How are Satellites Driving the Momentum of the Internet of Things?

Krasmira Bozhinkova, Vice President, Data Portfolio Management at SES, shares her views on the role of satellite in driving the vision for a truly connected world, and explains how SES is keeping ahead of evolving connectivity requirements.

How are Satellites Driving the Momentum of the Internet of Things?

The Internet of Things (IoT) has been the talk of town for years. With the promise of transforming the way we live and work, it is no surprise why the IoT has captured the world's imagination. Unlike what its name implies, the IoT is not about the Internet nor is it about things. The two are simply enablers that gather vast amounts of data and turn them into useful information for users to make informed decisions. From the fitness trackers monitoring a user's activity levels to assembly lines in factories reporting production rates in real time, the IoT exists in various forms today.

Gartner has predicted that there will be 25 billion connected devices—three for every person on the planet—by the end of 2020. With this increased connectivity around the world and continued miniaturisation of computers and smart devices, the IoT is definitely set to proliferate every aspect of our lives.

 

Driving the vision of the Internet of Things

Unknown to most, satellites have been playing a major role in driving the vision for a truly connected world, providing ubiquitous coverage and reliability in places no other technology could. This means connectivity in the most remote locations and even in the air and at sea, enabling IoT applications across diverse market segments.

We have already been supporting our customers on their journey towards IoT adoption through our global satellite fleet, which delivers unrivalled coverage and 99.5% availability—foundations for running autonomous applications. For instance, we helped one of our customers connect 5,000 sites across an entire country with sensors to monitor its renewable energy source production. Setting up terrestrial networks at every location poses obvious cost challenges, and satellite proves to be the only viable approach that provides the company with a single point of access to all its sites.

 

Staying ahead of evolving connectivity needs

But as technology evolves, so will the requirements to keep machines, devices, and even people always connected. Certain applications, such as remote video sensing, demand a low-latency connectivity, whereas others, like data gathering spread across multiple locations, depend on a wide network coverage to operate.

Here is where SES takes it a step further. Through our affiliate, O3b Networks, we offer a unique combination of comprehensive GEO coverage and fibre-like MEO connectivity. Beyond the obvious advantages of each fleet, there are many ways in which these two networks complement each other. In rare cases of outages, one fleet could back the other up. Customers with capacity on both GEO and MEO fleets have the added flexibility of prioritising their traffic on one or the other based on specific latency requirements. This helps optimise network performance that facilitates the IoT environment.

An increasingly connected world also means that a one-size-fits-all approach to connectivity is fast becoming irrelevant due to the complexity of the ecosystem.
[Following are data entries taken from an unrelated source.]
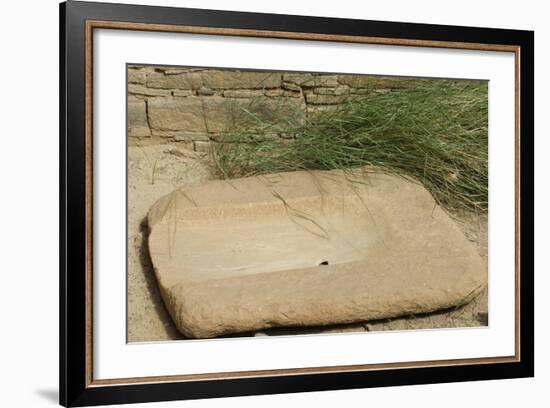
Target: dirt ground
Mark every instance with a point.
(157, 169)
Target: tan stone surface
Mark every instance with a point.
(239, 255)
(137, 119)
(222, 113)
(240, 79)
(185, 114)
(183, 80)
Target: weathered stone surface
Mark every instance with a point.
(201, 146)
(180, 135)
(339, 90)
(224, 113)
(289, 86)
(306, 249)
(185, 114)
(274, 92)
(136, 76)
(243, 93)
(141, 90)
(311, 80)
(205, 91)
(137, 119)
(184, 80)
(316, 99)
(241, 79)
(183, 93)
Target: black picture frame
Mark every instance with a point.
(76, 386)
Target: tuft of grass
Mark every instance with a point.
(435, 132)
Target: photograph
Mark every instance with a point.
(283, 203)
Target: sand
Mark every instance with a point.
(157, 169)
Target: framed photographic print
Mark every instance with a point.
(256, 203)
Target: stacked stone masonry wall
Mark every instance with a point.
(195, 105)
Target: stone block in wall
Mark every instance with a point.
(311, 80)
(201, 146)
(137, 119)
(180, 135)
(314, 110)
(224, 113)
(316, 99)
(243, 93)
(140, 90)
(274, 92)
(205, 91)
(374, 82)
(290, 86)
(185, 114)
(339, 90)
(137, 76)
(183, 93)
(176, 71)
(182, 80)
(240, 79)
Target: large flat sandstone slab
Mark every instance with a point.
(306, 248)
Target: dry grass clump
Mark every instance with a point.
(435, 132)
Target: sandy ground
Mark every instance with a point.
(157, 169)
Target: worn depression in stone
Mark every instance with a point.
(307, 248)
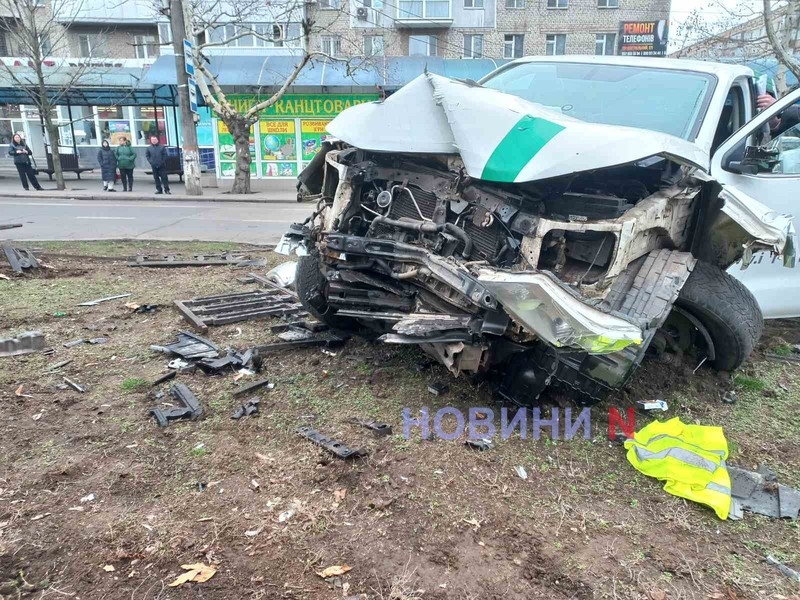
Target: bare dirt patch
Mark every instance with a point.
(414, 519)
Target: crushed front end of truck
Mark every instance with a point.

This is why we developed SES Plus, a data solutions portfolio designed to meet the diverse demands of various data markets.

Think of it as purchasing broadband connectivity from an Internet Service Provider (ISP). Most ISPs offer a range of speeds at different price points, and customers simply choose the one most suited to their needs. Similarly, with SES Plus, businesses do not need to worry about the spectral efficiency of cables, the servers in the ISP's data centre, or equipment compatibility. We predefine the business model and link budget to determine the antenna size and user equipment, which helps simplify the initial setup process for businesses looking to invest in satellite communications.

Applications, services, and sites that rely on satellite can now be deployed and provisioned even more quickly than ever before. By empowering businesses with the rapid scalability and flexibility essential to the IoT experience, we are opening up growth opportunities in new and existing data segments.

 

Collaborating for a truly connected world

While satellite capacity and coverage plays a key role, the way forward to a truly connected world is multi-faceted. True success requires satellite operators to work closely with the rest of the industry to encourage innovation and enable breakthroughs. Right now, we are working with manufacturers to reduce antenna size to make it feasible for use for smaller machines and devices. We are also exploring ways to integrate satellite into local area network (LAN) components that will address end-user demands for smart homes and environments. 

The IoT will represent the underlying communications infrastructure in smart cities, driverless cars, automated agriculture, e-health and so much more—and we cannot wait to see what the future has in store for us.